Qui est exposé et comment ?

 

Tout le monde est exposé car tout notre environnement est pollué (des dioxines ont été trouvées dans les neiges de l’Everest) et plus de 90% de la contamination humaine passe par l’alimentation, principalement la viande ou plus précisément les graisses qu’elle contient, les produits laitiers, les œufs et les produits de la mer.
Le graphique ci-dessous indique quels types d’aliments sont à l’origine des POP stockés dans nos organismes :


Contribution des différents aliments à l’exposition aux dioxines
(Agence française de sécurité sanitaire des aliments, Afssa, 2000[5])

Vous serez d’autant plus exposé.e que vous consommerez des aliments produits près des sources de pollution, donc en milieu urbain et périurbain, sachant cependant qu’il est moins risqué de consommer des légumes et des fruits urbains que des produits d’origine animale.
En ce qui concerne les produits de la mer, la provenance importe peu car les sédiments qui sont la base de la chaîne alimentaire marine sont durablement contaminés.

Les fœtus et les jeunes enfants sont a priori plus exposés que les adultes car leur développement peut être perturbé.

À partir de quel seuil est-ce dangereux ?

Quels sont les seuils de dangerosité ?

La réponse à cette question est un casse tête, mais une bonne base semble être le Règlement (UE) 2023/915. Il fixe les teneurs maximales de différents produits toxiques par type d’aliment, dont les « dioxines et PCB » et les « substances perfluoroalkylées » (ou PFAS).

Pour les dioxines et PCB ces seuils varient de 0,5 à 20 picogrammes/gramme[6] (pg/g) selon le type d’aliment avec un seuil plus bas de 0,2 pg/g pour les denrées alimentaires destinées aux nourrissons et aux enfants en bas âge[7].
Les produits les plus contaminés (sur lesquels on « tolère » les seuils les plus élevés), sont les graisses, les produits laitiers, les œufs et surtout les produits de la mer (sachant que pour ces derniers les seuils sont donnés sur la chair et non sur la graisse).
On notera que les seuils sont généralement plus élevés pour les animaux sauvages (a priori plus exposés que des animaux d’élevage qui ne vivent pas en permanence en plein air et dont l’alimentation est plus contrôlée).

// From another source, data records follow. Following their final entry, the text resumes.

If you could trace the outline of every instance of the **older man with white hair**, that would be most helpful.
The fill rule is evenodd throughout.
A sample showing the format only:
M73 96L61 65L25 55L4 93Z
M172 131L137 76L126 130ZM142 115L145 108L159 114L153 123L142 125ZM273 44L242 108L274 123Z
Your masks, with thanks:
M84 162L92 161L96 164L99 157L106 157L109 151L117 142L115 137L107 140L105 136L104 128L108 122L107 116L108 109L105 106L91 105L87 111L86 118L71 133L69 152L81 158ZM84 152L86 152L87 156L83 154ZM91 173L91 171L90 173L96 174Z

Pour les substances perfluoroalkylées les seuils sont fournis en µg/kg ou nanogrammes/gramme[8] (ng/g), soit 1000 fois plus que des pg/g, unité utilisée pour les dioxines et PCB. Les seuils varient entre 1,3 et 50 ng/g.
Une étude très récente relayée par Le Monde montre que certaines de ces substances sont cancérigènes et que les seuils définis par l’UE sont environ « cent fois moins protecteurs que ceux calculés par l’Agence de protection de l’environnement américaine ».

Comment est calculée cette dangerosité ?

Les agences sanitaires[9] procèdent à des études, souvent appelées « études de risques » pour évaluer les effets de substances toxiques ou présumées toxiques. Ces études sont complexes car après exposition une maladie peut mettre longtemps à se déclarer, les facteurs déclenchants sont multiples (nous sommes porteu.ses.rs de nombreuses toxines) et le dosage des toxines n’est pas toujours facile.
L’analyse de populations très exposées, à la suite d’accidents (Seveso), du fait de leur métier ou leur lieu de vie, permet cependant de tirer des conclusions plus rapides que l’analyse d’une population « moyenne ».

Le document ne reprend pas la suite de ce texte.